- Golf balls are like eggs; they’re white, sold by the dozen and a week later you’ll need to buy more.
- Pro-shops get their name, because you need the income of a professional golfer to buy anything from them.
- It’s more enjoyable to get up at 6:00 am to play golf, than to get up at 10:00 am to mow the yard, or go to church.
- The rake by the sand trap is there for golfers who feel guilty about their wives doing the lawn work.
- It takes longer to learn to be good at golf, than to learn to do brain surgery. But, on the other hand, it’s not too cool to bomb around on a golf cart, swearing and drinking beer while performing brain surgery.
- Golf is the perfect Sunday activity, because you always end up praying.
- A good golf partner is one who’s always just slightly worse than you.
- Just as you’re having the game of your life, a storm will roll in.

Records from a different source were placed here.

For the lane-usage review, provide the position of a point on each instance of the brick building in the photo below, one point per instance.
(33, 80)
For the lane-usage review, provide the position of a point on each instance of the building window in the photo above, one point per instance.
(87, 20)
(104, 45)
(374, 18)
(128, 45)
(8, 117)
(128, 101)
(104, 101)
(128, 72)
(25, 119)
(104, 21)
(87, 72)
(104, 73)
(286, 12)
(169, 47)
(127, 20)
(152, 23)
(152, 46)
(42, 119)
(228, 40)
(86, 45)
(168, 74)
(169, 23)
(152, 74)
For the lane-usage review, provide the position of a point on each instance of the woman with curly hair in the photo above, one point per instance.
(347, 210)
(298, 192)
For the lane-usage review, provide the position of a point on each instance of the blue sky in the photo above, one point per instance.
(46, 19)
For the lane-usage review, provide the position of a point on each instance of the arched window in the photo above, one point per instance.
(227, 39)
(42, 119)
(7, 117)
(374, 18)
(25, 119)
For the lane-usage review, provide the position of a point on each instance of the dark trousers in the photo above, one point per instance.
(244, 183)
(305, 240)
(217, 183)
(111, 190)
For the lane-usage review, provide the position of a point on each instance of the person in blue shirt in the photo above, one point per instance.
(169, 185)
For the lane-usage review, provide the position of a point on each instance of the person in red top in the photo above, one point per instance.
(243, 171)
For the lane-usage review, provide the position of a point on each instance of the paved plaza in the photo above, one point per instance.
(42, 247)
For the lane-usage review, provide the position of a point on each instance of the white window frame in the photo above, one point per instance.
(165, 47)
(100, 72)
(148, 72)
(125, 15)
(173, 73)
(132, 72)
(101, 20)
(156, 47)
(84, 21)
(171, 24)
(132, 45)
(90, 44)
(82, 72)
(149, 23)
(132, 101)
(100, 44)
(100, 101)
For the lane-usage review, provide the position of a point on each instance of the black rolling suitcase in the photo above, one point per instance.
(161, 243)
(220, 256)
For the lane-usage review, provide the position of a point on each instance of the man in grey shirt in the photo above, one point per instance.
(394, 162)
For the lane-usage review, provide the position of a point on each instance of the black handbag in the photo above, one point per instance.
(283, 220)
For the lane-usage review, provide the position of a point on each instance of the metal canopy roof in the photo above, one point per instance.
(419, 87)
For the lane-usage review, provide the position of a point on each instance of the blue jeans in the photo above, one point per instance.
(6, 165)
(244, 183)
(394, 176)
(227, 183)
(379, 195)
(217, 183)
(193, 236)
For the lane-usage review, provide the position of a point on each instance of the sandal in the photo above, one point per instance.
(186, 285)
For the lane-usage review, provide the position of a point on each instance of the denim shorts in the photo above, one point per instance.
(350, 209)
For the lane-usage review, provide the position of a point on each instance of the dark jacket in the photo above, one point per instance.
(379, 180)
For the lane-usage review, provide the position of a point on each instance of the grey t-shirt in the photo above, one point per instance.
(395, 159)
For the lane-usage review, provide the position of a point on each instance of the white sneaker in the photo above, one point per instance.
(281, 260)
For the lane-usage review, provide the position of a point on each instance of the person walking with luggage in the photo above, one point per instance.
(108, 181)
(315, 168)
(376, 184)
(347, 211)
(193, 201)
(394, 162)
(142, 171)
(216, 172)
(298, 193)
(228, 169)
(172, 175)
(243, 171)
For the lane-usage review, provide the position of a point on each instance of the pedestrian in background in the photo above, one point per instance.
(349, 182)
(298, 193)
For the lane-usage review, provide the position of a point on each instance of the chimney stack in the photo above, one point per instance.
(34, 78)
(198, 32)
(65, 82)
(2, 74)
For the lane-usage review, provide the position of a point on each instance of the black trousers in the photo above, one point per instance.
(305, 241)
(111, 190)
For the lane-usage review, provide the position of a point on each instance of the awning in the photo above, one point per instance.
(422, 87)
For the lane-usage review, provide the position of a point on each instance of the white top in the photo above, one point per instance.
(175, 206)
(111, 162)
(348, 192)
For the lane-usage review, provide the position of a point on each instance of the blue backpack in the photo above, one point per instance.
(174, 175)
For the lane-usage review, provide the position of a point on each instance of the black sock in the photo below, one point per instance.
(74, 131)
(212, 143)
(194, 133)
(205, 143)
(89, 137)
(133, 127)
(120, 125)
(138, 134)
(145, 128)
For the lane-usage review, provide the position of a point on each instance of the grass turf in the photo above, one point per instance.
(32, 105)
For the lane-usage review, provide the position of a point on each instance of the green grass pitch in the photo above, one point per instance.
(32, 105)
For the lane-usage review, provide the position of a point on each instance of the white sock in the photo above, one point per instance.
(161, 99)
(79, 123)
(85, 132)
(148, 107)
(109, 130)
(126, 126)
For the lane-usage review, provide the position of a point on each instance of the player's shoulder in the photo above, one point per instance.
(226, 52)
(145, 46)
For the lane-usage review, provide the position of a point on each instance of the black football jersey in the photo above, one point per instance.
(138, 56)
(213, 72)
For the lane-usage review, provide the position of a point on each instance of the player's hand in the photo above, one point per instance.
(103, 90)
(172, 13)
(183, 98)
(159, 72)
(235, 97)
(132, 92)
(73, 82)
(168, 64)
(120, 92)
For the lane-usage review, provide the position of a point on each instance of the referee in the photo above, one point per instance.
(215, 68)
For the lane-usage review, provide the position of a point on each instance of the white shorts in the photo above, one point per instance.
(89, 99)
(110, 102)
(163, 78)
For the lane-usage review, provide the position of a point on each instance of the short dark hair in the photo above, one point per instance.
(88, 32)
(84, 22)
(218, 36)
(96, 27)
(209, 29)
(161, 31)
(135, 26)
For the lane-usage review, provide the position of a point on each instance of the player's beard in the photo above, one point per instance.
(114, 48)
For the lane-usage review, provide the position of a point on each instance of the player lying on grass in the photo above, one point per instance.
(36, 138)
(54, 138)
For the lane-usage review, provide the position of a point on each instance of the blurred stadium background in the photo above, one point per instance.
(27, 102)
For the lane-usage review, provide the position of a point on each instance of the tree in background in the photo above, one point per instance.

- Golf appeals to the child in us, proved by our inability to count correctly.
- It’s simple to keep your ball in the fairway, if you’re not choosy about which fairway.
- If profanity influenced the flight of a ball, everyone would play better.
- If your opponent says he shot a six or a seven, he probably shot an eight.
- The most wonderful sound you’ll hear on a golf course, is the Whoosh, Whoosh, Whoosh of your opponent’s club, as it floats across the fairway.